The Girl Scout Gulfcoast Florida council says it’s out $650 after being paid with counterfeit cash.

The crooks used fake bills to receive real currency as change, according to police.

“Just sadness — who would do this?” asked Kelly McGraw, the director of Member Experience at Girl Scouts of Gulfcoast Florida, which covers 10 counties, including Manatee, Sarasota, Charlotte and Highlands.

In the past two weeks, at least six different troops in the council say they’ve been paid with the phony money.

The troops, who have been selling cookies outside a Publix and Walmart on State Road 64 and a Publix on State Road 70 in the Bradenton area, say they didn’t realize what had happened until they deposited the money at a bank.

“I’m really upset because Girl Scouts work very hard to sell all these cookies,” Sydney Cramer, a 10-year-old girl scout told CBS affiliate WTSP.

Someone handed Sydney’s 7-year-old sister, Ragean, fake cash.

“My seven year old was handed a 50 dollar bill, she sat there and took her time and he waited patiently while she took her time to make sure she counted, with care, his change and handed it back to him,” said Michelle Cramer, who was out helping her daughters, Sydney and Ragean, with their cookie booth this past weekend.

“I know at first, Ragean felt like she did something wrong.

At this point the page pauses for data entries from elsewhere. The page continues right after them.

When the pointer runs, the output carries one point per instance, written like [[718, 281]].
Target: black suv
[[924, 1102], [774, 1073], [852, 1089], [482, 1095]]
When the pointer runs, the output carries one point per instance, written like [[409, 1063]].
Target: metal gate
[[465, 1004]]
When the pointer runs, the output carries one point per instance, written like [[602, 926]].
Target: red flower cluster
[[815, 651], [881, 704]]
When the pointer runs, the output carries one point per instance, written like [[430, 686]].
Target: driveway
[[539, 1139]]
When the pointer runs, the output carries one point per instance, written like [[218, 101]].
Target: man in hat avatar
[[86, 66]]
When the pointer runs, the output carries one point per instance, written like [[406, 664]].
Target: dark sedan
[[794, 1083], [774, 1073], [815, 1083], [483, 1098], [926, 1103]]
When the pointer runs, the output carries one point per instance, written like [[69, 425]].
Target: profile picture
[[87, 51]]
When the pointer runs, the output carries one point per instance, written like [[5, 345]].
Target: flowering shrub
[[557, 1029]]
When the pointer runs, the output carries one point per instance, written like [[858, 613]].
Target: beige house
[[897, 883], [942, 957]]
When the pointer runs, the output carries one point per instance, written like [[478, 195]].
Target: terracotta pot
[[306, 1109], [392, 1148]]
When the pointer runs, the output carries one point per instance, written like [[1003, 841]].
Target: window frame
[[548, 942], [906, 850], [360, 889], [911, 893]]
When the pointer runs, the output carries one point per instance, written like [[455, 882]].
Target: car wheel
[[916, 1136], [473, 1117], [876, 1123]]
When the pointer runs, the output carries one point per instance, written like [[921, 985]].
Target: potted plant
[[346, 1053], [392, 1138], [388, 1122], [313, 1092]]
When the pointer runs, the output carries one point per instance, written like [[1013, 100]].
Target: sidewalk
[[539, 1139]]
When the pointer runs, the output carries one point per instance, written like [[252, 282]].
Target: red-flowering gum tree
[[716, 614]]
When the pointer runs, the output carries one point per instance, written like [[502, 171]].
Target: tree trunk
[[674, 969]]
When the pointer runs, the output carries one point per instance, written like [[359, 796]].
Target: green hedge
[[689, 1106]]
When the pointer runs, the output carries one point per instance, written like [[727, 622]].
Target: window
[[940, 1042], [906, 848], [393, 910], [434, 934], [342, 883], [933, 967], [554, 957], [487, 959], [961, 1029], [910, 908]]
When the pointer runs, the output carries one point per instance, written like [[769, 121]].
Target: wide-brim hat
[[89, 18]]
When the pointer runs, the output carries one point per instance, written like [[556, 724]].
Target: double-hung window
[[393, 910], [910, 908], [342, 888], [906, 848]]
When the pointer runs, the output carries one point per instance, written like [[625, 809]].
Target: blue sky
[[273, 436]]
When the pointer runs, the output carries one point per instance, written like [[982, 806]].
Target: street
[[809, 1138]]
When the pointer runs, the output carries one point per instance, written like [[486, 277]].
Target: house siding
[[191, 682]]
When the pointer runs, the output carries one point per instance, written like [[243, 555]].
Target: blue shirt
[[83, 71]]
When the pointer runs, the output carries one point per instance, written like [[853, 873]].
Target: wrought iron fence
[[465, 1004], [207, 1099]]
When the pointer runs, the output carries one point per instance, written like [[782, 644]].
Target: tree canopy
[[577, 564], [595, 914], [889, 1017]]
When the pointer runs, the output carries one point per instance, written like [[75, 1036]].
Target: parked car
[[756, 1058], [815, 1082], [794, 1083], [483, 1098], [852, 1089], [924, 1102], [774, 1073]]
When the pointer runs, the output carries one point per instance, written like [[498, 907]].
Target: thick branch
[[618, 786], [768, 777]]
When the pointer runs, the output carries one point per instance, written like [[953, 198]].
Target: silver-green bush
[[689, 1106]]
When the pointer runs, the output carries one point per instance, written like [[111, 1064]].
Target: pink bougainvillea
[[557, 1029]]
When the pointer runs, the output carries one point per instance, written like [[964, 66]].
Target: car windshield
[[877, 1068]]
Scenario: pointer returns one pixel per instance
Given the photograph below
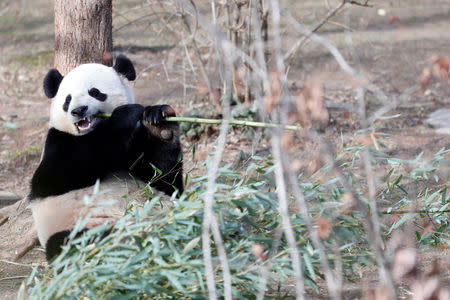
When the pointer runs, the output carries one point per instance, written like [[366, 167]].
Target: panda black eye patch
[[94, 92], [67, 102]]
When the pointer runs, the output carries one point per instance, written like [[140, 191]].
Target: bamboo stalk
[[231, 122]]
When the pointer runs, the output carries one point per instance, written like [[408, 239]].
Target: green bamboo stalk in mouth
[[220, 121]]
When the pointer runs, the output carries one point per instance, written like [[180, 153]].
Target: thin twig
[[375, 233], [276, 150], [302, 41], [230, 122], [332, 284]]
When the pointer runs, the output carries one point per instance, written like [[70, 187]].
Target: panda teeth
[[84, 124]]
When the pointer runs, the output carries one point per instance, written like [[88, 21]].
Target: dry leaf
[[273, 96], [424, 79], [287, 140], [323, 227], [347, 202], [405, 261], [258, 252], [380, 293]]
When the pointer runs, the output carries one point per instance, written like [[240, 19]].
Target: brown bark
[[83, 33]]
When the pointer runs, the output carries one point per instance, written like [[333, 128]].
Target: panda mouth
[[88, 123]]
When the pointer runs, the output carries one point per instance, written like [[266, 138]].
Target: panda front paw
[[154, 120], [157, 113], [127, 116]]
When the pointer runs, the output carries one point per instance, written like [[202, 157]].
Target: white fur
[[58, 213], [77, 83]]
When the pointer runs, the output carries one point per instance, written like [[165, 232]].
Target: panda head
[[86, 91]]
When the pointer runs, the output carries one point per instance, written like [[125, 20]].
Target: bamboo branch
[[231, 122]]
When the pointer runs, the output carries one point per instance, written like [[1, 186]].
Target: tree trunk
[[83, 33]]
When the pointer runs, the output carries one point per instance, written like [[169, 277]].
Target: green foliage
[[155, 252], [429, 201]]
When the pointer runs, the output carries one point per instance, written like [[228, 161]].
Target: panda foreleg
[[159, 141]]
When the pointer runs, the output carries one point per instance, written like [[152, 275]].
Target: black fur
[[125, 67], [73, 162], [51, 83], [67, 103], [94, 92]]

And that was tough as a mom to explain to her she didn’t,” she added.

Meantime, on the opposite side of the country, police used surveillance video track down an alleged scammer.

Camden Ducharme, 36, was arrested Sunday in Salem, Oregon, after he allegedly used a counterfeit $20 bill to buy Girl Scout cookies outside a Walmart store.

“The bill didn’t look right, it was smaller, bluish tint and it just wasn’t the same as the rest of the bills,” Ava Brown, a 13-year-old Girl Scout, told KPTV.

Ducharme was charged of first-degree forgery and third-degree theft.